Is there any meaningful proof that HER has improved anything? The authors conclude by citing “a statewide analysis that showed that the guideline change reduced child protective services reporting for opioid-exposed newborns at BMC by nearly half without influencing newborn length of stay or custody at discharge.” Note that this reveals nothing about the health or welfare of the infants involved.

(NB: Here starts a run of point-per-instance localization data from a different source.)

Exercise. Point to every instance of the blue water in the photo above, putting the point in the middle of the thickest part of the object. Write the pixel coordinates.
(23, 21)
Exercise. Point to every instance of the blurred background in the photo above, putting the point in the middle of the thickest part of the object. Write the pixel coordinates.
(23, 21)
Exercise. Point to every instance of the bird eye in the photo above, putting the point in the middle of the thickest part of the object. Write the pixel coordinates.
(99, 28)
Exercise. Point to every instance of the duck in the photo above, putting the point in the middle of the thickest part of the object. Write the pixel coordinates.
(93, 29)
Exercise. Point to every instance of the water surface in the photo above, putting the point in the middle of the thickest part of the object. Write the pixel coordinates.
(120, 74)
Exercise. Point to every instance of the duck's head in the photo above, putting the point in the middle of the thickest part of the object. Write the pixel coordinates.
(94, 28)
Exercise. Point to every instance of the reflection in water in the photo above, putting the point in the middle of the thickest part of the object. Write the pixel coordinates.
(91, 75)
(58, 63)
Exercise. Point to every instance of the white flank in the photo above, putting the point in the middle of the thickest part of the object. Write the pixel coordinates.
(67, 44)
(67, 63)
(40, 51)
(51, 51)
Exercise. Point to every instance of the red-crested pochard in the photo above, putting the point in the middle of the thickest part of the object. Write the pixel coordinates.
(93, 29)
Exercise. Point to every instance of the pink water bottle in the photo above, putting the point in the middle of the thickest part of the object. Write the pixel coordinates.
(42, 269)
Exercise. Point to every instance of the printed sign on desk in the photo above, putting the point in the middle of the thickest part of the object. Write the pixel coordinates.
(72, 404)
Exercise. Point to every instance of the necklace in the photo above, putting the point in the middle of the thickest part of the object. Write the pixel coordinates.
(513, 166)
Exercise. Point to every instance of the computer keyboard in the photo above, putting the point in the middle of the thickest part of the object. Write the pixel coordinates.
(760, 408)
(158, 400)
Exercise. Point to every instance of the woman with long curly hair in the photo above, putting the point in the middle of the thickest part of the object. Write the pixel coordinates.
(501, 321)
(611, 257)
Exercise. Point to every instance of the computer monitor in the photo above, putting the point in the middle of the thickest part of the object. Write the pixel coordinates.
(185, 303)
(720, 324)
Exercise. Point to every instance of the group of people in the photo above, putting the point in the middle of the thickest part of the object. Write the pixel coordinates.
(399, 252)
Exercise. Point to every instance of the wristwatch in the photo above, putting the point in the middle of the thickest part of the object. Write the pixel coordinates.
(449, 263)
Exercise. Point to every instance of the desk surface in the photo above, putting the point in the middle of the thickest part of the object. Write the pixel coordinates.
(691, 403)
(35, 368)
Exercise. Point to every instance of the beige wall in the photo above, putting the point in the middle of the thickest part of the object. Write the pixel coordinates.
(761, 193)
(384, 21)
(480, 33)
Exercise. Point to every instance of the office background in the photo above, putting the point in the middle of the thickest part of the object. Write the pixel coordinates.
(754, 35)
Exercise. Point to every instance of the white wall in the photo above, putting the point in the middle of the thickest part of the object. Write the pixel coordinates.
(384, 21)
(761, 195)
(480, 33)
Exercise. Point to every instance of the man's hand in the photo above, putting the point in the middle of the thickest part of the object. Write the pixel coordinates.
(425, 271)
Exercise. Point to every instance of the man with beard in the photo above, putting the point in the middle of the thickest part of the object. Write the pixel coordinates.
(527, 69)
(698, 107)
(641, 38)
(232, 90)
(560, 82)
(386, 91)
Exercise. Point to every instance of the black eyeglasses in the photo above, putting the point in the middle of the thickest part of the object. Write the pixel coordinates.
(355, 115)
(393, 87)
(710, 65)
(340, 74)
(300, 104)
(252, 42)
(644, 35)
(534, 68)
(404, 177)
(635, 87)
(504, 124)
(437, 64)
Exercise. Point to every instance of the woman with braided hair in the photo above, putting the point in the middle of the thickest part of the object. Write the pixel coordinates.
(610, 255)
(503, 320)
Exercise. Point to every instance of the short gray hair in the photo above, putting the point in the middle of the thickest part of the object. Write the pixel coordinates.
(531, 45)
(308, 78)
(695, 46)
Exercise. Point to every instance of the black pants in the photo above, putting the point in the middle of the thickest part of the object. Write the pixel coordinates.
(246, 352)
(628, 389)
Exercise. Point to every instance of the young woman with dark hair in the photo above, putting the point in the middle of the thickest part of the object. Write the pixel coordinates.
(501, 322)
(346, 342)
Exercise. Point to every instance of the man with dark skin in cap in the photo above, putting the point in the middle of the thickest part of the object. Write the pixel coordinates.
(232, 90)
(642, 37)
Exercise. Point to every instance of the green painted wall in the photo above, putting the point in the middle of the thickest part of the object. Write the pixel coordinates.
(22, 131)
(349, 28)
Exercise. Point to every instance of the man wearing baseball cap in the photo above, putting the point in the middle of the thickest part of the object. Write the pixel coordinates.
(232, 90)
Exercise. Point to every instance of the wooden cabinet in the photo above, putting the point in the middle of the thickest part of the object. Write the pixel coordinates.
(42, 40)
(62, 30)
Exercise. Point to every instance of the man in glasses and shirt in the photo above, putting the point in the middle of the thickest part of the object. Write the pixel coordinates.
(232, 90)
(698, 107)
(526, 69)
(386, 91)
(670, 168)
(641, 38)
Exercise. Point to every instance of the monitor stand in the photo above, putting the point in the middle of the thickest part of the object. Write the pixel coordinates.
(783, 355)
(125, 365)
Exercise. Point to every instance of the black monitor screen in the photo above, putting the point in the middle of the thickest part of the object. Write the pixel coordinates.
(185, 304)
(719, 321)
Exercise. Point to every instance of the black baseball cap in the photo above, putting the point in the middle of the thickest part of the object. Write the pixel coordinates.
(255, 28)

This report reveals a number of things, which I plan to explore further in future posts. For one thing, it demonstrates the authors’ condescending view of “equity”; pregnant women on opioid medications are assumed to be from marginalized communities of the sort that BMC policymakers have taken upon themselves to help. It also reveals a warped idea of what such help ought to look like. The authors do not cite research indicating that exposure to OUD medicine is safe for babies; they do not even appear interested in the question. The ordinary goals of medicine are nowhere evident in this report by the New England Journal of Medicine, much as the ordinary ends of science are ignored in much of the work championed by Helmuth.